Schau mal hier  : https://docs.oracle.com/javase/tutorial/java/nutsandbolts/switch.html


----------



## VirtualIndex (29. Nov 2015)

Das Problem an switch case ist, dass es nur genaue feste Werte verarbeiten kann. Etwas wie ungleich, größer, größer gleich, usw. geht nicht.


----------



## strußi (30. Nov 2015)

mir ist beim nochmalingen durchlesen aufgefallen, dass du für jede Frage ein neues Scanner-Object machst, nutze das alte und gibt einen schoenen namen wie inputReader oder so.

außerdem rechnest du sofort nach dem einlesen der Personen und der Übernachtungen aus, was das zimmer kosten soll. 
die Fragen sollten so lauten
aE =Anzahl Erwachsene
aK =Anzahl Kinder //dann fällt die Sache mit Kind =0Jahre weg, weil wenn ein Saeugling, der frisch geboren ist, mitkommt hat der ein Alter von 0 ;-)
aUe =Anzahl Übernachtungen

du fragst als erstes ab ob er ein Zuschlag zahlen muss oder nicht, und diese Abfrage schleppst du die ganze Zeit mit, weil du zwei Variabeln end1 und end2 hast, daher mein Vorschlag den Nettozimmerpreis in eine Variable zimmerpreis schieben.
zuschlag =0;
if( aUE <=1){
  zuschlag =20
}
dann errechnet sich der vorläufige Zimmerpreis ueber: zimmerpreisE*aE*aUE +zimmerpreisK*aK*aUE +zuschlag;
oder zwei ZimmerpreisVariabeln eine fuer ZimmerpreisE und eine fuer den ZimmerpreisK
die erste Verzweigte abfrage, ob das Kind unter 7 ist wuerde auch wegfallen, da du nur noch eine Preisvariable hast.

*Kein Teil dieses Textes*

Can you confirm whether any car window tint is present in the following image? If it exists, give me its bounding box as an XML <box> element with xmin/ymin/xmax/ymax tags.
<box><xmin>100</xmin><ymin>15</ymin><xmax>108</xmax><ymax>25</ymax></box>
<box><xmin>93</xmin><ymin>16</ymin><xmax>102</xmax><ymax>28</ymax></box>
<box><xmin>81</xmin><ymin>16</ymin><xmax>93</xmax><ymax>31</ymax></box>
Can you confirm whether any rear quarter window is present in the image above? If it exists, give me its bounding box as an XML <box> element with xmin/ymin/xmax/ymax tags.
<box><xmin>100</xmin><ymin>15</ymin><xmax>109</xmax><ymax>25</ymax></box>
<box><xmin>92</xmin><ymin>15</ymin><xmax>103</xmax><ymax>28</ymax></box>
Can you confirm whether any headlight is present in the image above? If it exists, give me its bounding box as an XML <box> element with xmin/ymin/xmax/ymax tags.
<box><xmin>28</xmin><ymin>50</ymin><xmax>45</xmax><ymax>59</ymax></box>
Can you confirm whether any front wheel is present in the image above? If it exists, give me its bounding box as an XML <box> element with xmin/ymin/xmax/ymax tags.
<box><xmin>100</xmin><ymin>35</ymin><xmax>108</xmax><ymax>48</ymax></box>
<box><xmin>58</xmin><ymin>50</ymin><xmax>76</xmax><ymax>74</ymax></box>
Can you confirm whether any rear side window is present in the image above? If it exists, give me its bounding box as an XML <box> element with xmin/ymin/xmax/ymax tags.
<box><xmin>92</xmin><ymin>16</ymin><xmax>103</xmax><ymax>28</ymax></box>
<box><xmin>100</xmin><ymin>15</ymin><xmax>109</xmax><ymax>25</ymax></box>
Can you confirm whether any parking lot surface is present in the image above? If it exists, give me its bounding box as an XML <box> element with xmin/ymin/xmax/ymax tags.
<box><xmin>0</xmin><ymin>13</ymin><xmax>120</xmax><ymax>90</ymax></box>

was ist, wenn ich z.B. 4 kinder haetter 1. 0J, 2. 8J, 3. 11J, 4. 18J dann ist der rabatt 50*1+50*0.7+50*0.7+50*0.3

2% Rabatt sind nicht zP*0.02 das waeren nur 2% und dein Hotel waere ganz schnell pleite. Der Faktor ist 0.98
ist der Rabatt vom, im, am Hundert zu rechnen?????
das gilt, so wie ich es gesehen habe, fuer alle deine Rechnungen. 


ueberleg dir bitte, wie du den code vereinfachen kannst, und ob du manche Ausgaben/Eingaben vlt. in Methoden auslagern kannst.
und formatiere bitte deinen code (einruecken)


----------



## strußi (6. Dez 2015)

Wie weit bist du jetzt gekommen?


----------



## Jardcore (11. Dez 2015)

Wie strußi bereits erwähnte könntest du einige Methoden erstellen und damit Codeduplizieren vermeiden.

Grundsätzlich kannst du dir merken:
-Don't repeat yourself (Heißt im Idealfall hast du keine Codezeile die doppelt vorkommt)
-Und Methoden sollten immer nur eine Sache machen


----------